Brad Timm, a doctoral candidate in Wildlife and Fisheries Conservation, has been awarded a $15,000 Switzer Environmental Fellowship by the Robert & Patricia Switzer Foundation of Belfast, Maine.
He is among 25 students from universities and colleges in California and New England chosen for the award for early-career environmental leaders. Each year, at least 20 future environmental leaders are given the fellowships by the Switzer Foundation to complete master’s and doctoral degrees to advance their skills and develop the expertise to address critical conservation challenges.
Timm’s research interests are focused on gaining an improved understanding of species-environment relationships and movement ecology of wildlife species in order to devise more effective conservation and management strategies for these organisms. For his doctoral research, Timm is investigating the ecology and conservation of the Eastern spadefoot toad (Scaphiopus h. holbrookii), a species listed as “Threatened” in Massachusetts, at Cape Cod National Seashore.
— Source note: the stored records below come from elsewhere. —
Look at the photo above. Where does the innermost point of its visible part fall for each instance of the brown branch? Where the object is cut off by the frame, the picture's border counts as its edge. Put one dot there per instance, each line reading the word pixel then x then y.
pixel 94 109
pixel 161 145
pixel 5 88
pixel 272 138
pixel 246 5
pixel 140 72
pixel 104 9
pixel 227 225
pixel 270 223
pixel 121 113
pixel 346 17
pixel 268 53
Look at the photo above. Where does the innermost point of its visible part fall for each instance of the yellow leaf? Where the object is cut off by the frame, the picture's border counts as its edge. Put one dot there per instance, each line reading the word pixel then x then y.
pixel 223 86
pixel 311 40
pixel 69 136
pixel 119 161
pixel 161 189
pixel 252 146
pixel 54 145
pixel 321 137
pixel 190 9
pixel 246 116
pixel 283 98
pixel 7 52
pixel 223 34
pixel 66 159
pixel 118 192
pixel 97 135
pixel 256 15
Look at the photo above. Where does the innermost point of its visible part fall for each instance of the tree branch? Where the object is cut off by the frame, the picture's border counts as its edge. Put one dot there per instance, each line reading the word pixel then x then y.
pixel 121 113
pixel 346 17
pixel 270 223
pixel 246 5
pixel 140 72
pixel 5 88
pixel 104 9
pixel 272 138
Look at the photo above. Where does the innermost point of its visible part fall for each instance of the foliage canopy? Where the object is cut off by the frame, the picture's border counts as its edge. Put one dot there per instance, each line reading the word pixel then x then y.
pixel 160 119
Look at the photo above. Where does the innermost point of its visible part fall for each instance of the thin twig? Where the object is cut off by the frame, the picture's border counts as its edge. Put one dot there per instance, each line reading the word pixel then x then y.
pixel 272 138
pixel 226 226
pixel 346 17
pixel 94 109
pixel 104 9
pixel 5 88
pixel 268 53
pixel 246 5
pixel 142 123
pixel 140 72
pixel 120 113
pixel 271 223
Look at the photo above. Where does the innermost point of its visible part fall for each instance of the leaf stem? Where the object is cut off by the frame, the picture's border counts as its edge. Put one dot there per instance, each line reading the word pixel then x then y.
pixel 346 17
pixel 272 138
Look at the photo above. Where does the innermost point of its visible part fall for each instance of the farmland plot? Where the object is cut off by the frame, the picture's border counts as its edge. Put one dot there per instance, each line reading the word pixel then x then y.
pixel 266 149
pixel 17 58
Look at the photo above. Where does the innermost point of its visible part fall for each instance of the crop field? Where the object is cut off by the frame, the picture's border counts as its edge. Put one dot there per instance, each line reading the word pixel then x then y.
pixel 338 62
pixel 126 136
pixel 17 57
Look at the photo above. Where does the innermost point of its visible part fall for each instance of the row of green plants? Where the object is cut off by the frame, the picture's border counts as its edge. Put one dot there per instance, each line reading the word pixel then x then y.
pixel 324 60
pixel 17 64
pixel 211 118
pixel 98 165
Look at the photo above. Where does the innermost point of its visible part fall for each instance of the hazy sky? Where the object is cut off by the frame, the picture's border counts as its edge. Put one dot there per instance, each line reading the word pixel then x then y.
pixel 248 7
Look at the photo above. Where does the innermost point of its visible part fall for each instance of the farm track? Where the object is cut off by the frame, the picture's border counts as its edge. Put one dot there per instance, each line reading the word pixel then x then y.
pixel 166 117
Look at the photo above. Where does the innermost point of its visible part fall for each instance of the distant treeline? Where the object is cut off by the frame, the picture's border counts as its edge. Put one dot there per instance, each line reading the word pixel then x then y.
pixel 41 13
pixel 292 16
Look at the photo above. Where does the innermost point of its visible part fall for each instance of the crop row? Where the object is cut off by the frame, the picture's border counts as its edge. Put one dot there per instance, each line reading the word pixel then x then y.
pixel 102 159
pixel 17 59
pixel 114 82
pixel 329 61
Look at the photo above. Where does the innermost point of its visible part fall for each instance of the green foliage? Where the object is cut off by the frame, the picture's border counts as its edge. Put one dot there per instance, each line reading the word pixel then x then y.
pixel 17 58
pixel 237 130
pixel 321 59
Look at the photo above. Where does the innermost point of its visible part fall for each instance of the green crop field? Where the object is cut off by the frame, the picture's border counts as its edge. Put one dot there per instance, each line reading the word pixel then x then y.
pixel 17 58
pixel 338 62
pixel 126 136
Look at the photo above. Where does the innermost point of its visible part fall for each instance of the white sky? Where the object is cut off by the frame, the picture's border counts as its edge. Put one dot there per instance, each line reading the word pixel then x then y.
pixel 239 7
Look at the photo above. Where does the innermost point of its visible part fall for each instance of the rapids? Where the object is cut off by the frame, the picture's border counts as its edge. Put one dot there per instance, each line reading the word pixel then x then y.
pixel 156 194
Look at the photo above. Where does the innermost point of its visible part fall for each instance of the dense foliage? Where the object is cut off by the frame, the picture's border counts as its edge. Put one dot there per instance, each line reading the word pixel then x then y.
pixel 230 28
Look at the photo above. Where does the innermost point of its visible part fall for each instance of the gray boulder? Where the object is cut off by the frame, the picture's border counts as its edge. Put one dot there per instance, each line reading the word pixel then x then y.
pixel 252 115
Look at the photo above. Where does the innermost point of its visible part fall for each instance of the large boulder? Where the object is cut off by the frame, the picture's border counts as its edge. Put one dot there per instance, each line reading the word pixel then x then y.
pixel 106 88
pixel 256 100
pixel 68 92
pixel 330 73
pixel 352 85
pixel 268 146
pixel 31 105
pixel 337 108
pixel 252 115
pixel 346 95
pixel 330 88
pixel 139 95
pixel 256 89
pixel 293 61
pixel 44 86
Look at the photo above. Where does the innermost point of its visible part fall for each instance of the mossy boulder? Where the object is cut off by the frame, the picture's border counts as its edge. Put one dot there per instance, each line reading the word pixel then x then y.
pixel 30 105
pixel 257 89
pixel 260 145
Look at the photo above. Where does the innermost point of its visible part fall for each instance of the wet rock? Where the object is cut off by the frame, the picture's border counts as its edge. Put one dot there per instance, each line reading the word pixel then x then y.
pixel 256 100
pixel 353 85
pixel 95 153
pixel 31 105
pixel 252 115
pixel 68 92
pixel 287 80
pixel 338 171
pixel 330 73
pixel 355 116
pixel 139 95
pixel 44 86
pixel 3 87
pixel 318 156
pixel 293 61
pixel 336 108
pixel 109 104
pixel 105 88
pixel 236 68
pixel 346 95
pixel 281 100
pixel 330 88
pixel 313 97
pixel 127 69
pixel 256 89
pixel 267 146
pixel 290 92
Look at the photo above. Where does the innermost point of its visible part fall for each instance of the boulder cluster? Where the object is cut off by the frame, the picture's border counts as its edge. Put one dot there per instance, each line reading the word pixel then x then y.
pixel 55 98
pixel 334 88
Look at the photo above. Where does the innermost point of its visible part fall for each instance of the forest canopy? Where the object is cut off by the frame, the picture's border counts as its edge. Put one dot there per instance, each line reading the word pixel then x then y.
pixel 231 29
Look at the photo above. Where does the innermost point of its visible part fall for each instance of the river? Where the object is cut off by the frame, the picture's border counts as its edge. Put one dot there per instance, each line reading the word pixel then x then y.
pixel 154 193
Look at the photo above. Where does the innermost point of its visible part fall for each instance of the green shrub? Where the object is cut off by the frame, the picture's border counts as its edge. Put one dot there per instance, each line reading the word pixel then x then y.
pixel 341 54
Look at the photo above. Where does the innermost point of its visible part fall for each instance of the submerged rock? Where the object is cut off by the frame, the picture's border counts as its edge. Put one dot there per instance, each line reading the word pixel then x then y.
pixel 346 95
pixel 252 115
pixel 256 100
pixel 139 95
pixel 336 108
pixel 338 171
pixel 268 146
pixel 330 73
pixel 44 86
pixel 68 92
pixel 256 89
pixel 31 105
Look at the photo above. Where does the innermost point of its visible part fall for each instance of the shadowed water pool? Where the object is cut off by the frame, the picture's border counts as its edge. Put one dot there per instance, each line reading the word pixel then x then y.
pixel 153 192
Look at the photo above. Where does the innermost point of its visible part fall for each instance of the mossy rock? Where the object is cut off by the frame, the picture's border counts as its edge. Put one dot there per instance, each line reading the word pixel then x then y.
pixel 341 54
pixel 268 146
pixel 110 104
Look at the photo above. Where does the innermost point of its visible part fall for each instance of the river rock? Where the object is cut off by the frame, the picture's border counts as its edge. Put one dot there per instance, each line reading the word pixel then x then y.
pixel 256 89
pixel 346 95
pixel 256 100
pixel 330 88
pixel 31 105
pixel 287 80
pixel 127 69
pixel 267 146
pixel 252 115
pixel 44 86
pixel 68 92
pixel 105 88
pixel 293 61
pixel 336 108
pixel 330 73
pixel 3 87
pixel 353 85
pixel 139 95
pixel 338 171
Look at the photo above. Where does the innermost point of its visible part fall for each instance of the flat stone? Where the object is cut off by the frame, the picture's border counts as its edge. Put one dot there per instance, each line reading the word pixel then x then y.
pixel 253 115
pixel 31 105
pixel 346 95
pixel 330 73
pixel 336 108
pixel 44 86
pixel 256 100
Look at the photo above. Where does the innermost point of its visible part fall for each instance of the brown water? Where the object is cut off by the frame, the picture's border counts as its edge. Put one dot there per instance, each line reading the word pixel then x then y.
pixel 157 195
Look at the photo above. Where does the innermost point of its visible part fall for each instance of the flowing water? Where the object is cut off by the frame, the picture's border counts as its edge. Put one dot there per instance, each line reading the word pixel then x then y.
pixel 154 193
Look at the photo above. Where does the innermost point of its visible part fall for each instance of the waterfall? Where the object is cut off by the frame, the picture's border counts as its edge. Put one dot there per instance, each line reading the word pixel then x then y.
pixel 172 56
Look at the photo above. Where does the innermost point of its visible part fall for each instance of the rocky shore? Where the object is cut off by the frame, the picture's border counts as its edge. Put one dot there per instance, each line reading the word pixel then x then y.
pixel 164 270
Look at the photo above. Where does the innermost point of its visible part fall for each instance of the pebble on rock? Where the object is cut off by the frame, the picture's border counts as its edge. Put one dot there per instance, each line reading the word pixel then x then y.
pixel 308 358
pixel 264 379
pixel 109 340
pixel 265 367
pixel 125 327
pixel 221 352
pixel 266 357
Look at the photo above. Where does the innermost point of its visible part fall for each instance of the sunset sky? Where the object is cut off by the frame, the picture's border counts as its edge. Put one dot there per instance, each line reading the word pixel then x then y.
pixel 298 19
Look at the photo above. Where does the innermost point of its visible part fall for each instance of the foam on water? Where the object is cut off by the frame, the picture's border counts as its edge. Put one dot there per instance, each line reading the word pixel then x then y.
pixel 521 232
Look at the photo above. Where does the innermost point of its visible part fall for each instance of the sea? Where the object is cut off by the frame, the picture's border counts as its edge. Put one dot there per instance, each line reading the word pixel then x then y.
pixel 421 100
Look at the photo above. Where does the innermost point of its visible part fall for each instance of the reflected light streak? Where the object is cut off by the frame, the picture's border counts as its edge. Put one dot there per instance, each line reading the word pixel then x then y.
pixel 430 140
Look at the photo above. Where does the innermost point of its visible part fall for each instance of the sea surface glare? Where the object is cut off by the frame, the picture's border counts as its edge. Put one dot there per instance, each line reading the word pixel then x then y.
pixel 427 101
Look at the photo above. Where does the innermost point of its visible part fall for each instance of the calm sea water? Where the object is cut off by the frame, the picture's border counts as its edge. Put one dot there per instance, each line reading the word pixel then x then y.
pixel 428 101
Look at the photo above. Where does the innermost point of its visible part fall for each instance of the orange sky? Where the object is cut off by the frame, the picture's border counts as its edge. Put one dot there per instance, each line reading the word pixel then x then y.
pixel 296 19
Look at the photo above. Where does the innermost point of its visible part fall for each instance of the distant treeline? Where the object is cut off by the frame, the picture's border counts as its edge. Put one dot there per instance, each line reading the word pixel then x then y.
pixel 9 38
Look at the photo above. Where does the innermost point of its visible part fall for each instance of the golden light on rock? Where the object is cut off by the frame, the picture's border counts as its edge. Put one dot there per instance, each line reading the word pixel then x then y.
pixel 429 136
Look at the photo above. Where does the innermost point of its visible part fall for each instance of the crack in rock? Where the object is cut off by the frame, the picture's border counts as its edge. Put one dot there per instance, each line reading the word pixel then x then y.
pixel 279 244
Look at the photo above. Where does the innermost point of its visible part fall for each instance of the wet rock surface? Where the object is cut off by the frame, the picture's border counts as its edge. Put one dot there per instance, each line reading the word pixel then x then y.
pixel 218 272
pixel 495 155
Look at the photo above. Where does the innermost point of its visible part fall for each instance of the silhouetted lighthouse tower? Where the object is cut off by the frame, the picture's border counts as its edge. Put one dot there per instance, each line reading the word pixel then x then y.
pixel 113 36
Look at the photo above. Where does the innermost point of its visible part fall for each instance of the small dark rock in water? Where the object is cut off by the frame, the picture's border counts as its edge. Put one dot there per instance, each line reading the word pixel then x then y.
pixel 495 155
Specifically, he is assessing breeding habitat preferences of the Eastern spadefoot toad using results from extensive larval trapping surveys and is assessing the post-breeding movement ecology of adults (including distances emigrated from breeding wetlands, upland habitat preferences, and nocturnal activity patterns) using radio-telemetry techniques. Results from this research will provide the National Park Service at Cape Cod National Seashore with the information necessary to effectively manage for the long-term persistence of populations of this regionally rare species at the park.
Prior to his doctoral work, Timm earned his master’s degree in Wildlife and Fisheries Conservation, examining the emigration timing and orientation of juvenile pond-breeding amphibians in western Massachusetts. As an undergraduate at the University of Rhode Island, he worked on a number of research projects, the majority of which focused on the ecology of pond-breeding amphibians.
“The Switzer Foundation makes strategic investments in individual leadership to improve environmental quality,” said Lissa Widoff, executive director of the foundation. ”The 2008 class of fellows provides us with some remarkable talent in environmental science and policy at a time when issues like alternative energy, habitat conservation, and environmental and public health are at the forefront of the environmental agenda. Our fellows are shaping that agenda.”